“Stratospheric” pay increases that have seen the salaries of top executives at a number of FTSE companies soar by more than 4,000% over the last 30 years are undermining productivity and “damaging” trust in British business.
According to a report published by the High Pay Commission following a year-long inquiry, such high growth rates compare unfavourably with those of the average UK worker. They have seen their wages grow only three-fold to a “modest” £25,900 per annum since 1980 when average salaries amounted to £6,474.
Instead, wealth has continued to flow upwards to the top 0.1% of people in the country, with the situation being nothing short of “corrosive” to the economy, “distorting markets, draining talent from key sectors and rewarding failure”.
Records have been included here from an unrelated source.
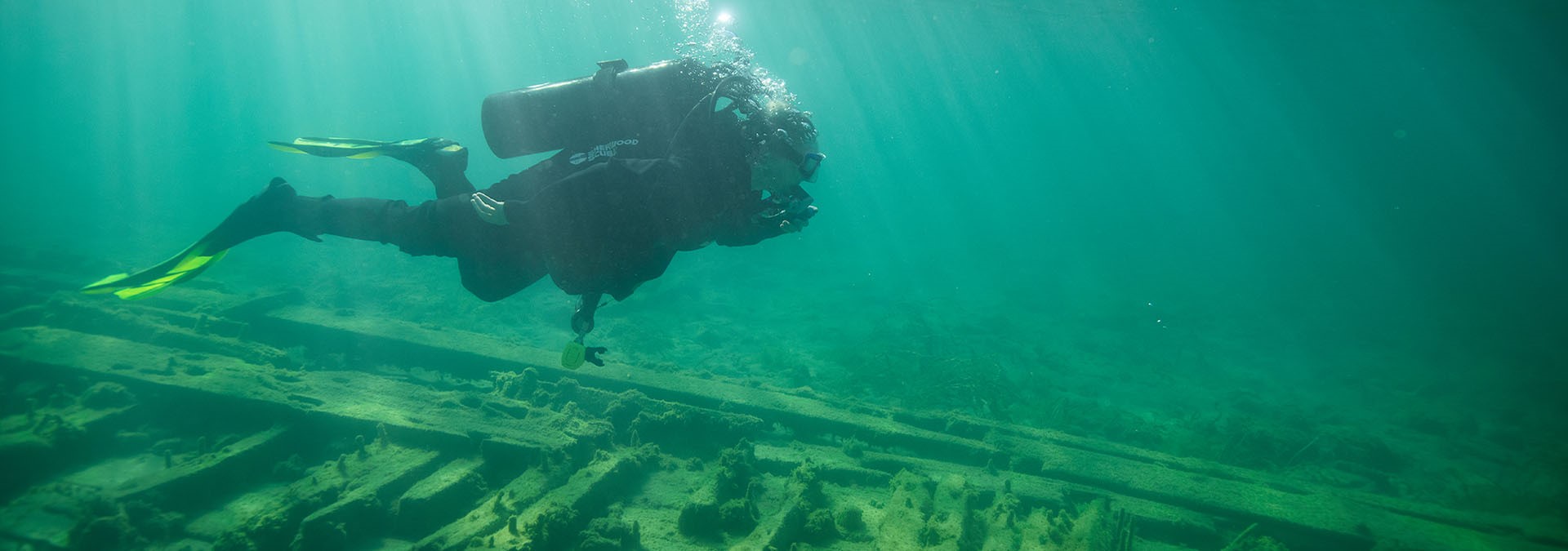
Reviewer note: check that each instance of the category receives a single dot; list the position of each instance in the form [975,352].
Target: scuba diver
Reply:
[651,162]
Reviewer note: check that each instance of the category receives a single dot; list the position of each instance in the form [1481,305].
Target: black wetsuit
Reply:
[606,224]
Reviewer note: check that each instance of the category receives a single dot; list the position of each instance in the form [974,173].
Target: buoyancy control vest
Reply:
[617,112]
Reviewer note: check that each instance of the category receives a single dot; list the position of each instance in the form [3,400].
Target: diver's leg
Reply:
[444,162]
[438,228]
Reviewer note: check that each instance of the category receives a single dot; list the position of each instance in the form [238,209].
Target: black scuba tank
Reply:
[617,112]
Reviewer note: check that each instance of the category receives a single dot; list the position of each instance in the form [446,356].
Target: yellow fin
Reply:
[572,356]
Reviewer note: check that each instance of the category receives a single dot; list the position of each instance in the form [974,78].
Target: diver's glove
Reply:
[787,210]
[490,210]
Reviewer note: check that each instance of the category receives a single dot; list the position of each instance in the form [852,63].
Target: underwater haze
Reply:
[1322,240]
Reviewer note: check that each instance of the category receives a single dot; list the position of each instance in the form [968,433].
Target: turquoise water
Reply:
[1325,220]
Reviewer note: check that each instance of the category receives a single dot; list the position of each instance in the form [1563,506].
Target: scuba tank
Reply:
[606,114]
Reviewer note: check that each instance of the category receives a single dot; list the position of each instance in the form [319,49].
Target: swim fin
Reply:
[443,160]
[408,149]
[148,282]
[276,209]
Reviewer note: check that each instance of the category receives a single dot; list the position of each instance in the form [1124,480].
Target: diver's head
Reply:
[784,151]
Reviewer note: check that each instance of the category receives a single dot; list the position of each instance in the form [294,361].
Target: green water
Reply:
[1333,221]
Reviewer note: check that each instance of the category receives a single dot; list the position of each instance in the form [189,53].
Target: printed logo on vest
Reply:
[601,151]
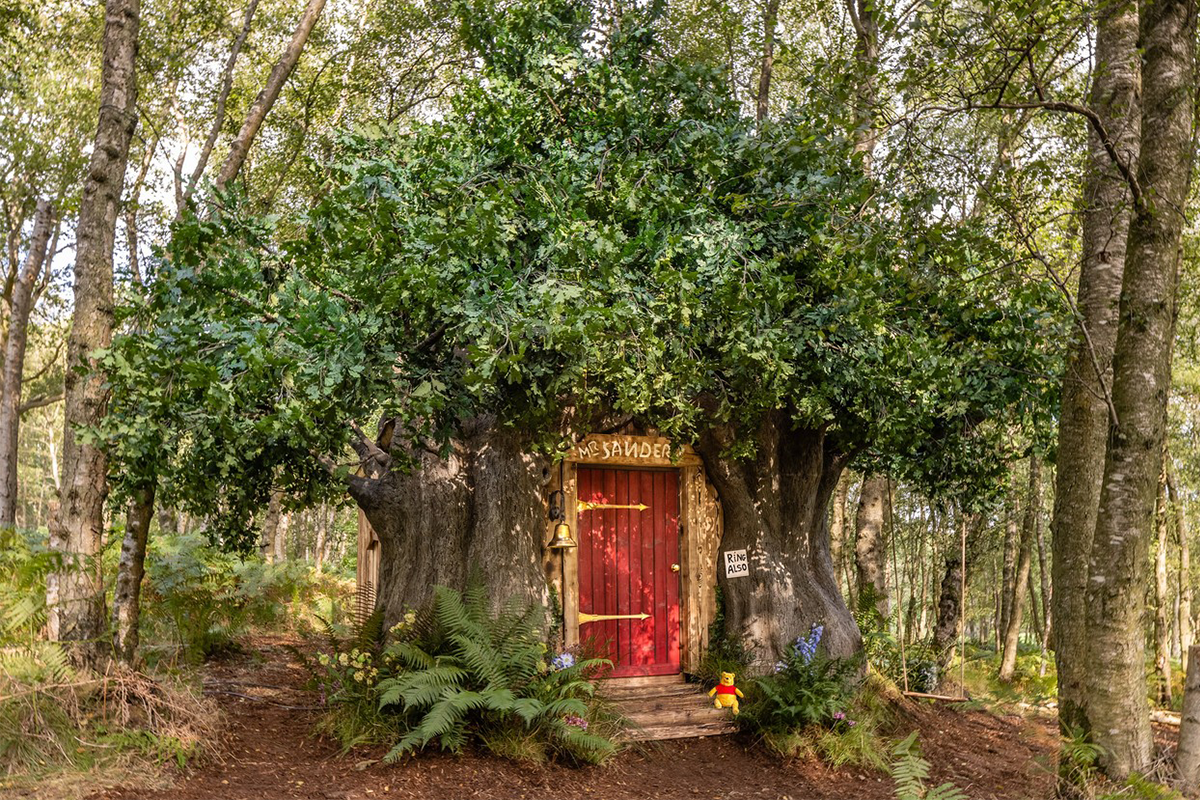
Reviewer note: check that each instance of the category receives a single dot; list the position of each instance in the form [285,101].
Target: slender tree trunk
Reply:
[127,590]
[1162,629]
[21,305]
[76,595]
[318,547]
[1117,713]
[769,19]
[777,507]
[1008,575]
[220,113]
[865,18]
[1083,423]
[280,73]
[1181,528]
[270,525]
[870,552]
[949,602]
[838,525]
[1047,590]
[1021,579]
[1187,756]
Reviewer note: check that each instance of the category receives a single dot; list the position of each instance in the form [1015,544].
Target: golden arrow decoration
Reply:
[599,618]
[586,505]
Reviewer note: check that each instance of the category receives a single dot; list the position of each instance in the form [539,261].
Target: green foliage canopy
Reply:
[594,228]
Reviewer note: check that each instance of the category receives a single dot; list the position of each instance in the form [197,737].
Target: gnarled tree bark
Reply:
[76,595]
[870,553]
[1117,714]
[21,304]
[775,507]
[1083,423]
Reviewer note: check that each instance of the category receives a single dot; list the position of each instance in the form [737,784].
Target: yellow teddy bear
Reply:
[726,693]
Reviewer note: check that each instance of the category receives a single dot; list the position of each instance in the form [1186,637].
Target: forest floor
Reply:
[269,752]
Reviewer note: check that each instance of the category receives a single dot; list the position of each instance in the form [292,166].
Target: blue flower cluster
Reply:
[807,645]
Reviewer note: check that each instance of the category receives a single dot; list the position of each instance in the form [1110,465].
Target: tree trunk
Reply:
[271,522]
[769,19]
[1047,590]
[220,112]
[1162,629]
[130,570]
[1083,423]
[76,595]
[1181,529]
[775,507]
[1021,579]
[318,548]
[838,525]
[478,513]
[1008,575]
[1187,755]
[865,18]
[21,305]
[1117,713]
[870,553]
[280,73]
[949,601]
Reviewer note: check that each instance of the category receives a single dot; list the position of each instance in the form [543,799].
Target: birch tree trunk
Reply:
[1021,578]
[21,305]
[131,569]
[1117,711]
[1008,572]
[280,73]
[1182,531]
[769,19]
[870,554]
[76,595]
[1162,627]
[1083,423]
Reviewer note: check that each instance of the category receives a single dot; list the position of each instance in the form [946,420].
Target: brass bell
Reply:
[562,537]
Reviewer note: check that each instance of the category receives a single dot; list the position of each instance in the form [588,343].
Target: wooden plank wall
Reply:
[367,572]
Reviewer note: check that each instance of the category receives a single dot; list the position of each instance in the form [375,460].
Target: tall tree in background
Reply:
[139,512]
[870,553]
[1116,707]
[1011,636]
[75,595]
[1083,422]
[21,305]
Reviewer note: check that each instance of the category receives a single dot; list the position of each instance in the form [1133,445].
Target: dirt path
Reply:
[269,753]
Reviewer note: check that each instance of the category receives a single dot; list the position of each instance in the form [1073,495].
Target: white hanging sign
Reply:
[737,565]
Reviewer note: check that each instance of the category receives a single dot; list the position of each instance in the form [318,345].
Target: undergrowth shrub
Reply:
[53,716]
[456,672]
[198,601]
[911,773]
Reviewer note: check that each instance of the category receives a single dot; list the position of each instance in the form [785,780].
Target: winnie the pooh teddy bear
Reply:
[726,693]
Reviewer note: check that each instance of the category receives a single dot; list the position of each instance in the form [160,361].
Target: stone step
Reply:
[666,708]
[631,693]
[684,731]
[655,717]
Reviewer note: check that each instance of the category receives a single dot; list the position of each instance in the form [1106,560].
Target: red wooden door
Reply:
[627,555]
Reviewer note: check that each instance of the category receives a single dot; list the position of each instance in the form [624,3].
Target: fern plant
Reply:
[461,672]
[911,773]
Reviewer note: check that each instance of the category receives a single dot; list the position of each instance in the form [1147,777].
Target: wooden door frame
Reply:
[700,529]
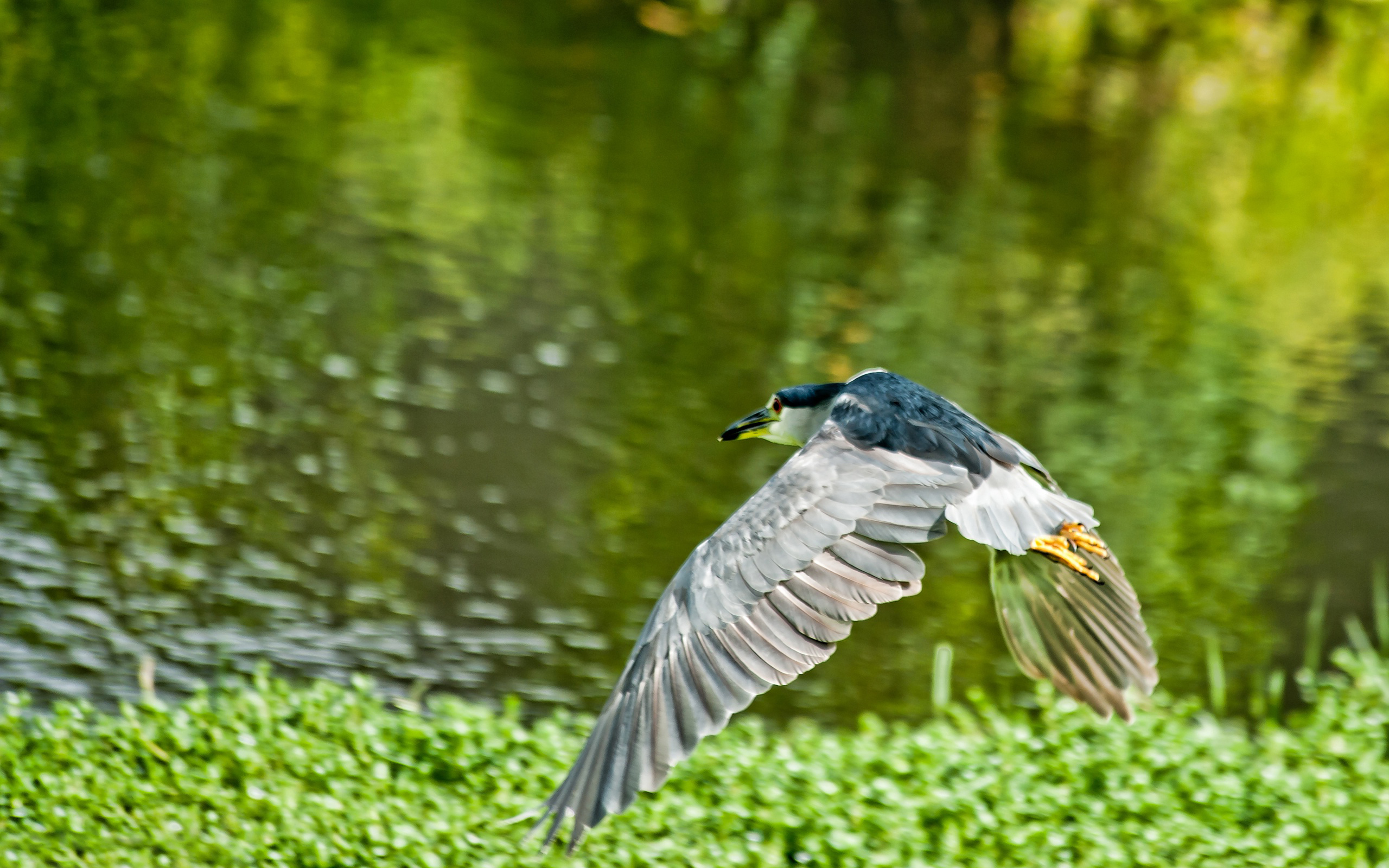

The report entitled ‘Cheques with Balances: Why Tackling High Pay Is In The National Interest’ said: “There appears to be little truth in the myth that pay must escalate to halt a talent drain in executives. The growing pay gap between the top 0.1% and everyone else is increasing public disillusionment, damaging trust and fuelling the view that business leaders are in it for themselves.”
As a result, the Commission called for a number of reforms, which included the creation of a new national body to monitor high pay as well as the “radical simplification” of executive renumeration.
Employees should be appointed to renumeration committees and employers ought to publish the pay ratios between their highest-paid executive and the median wage, it said.
Other recommendations listed in the body’s 12-point plan to stop “high pay creating inequalities last seen in the Victorian era” included ensuring that organisations revealed the total pay figured earned by their executives and that the pay packages of the top 10 executives were published more widely than was currently the case.
HPC chairwoman Deborah Hargreaves said: “There’s a crisis at the top of British business and it is deeply corrosive to our economy. When pay for senior executives is set behind closed doors, does not reflect company success and is fuelling massive inequality, it represents a deep malaise at the very top of our society.”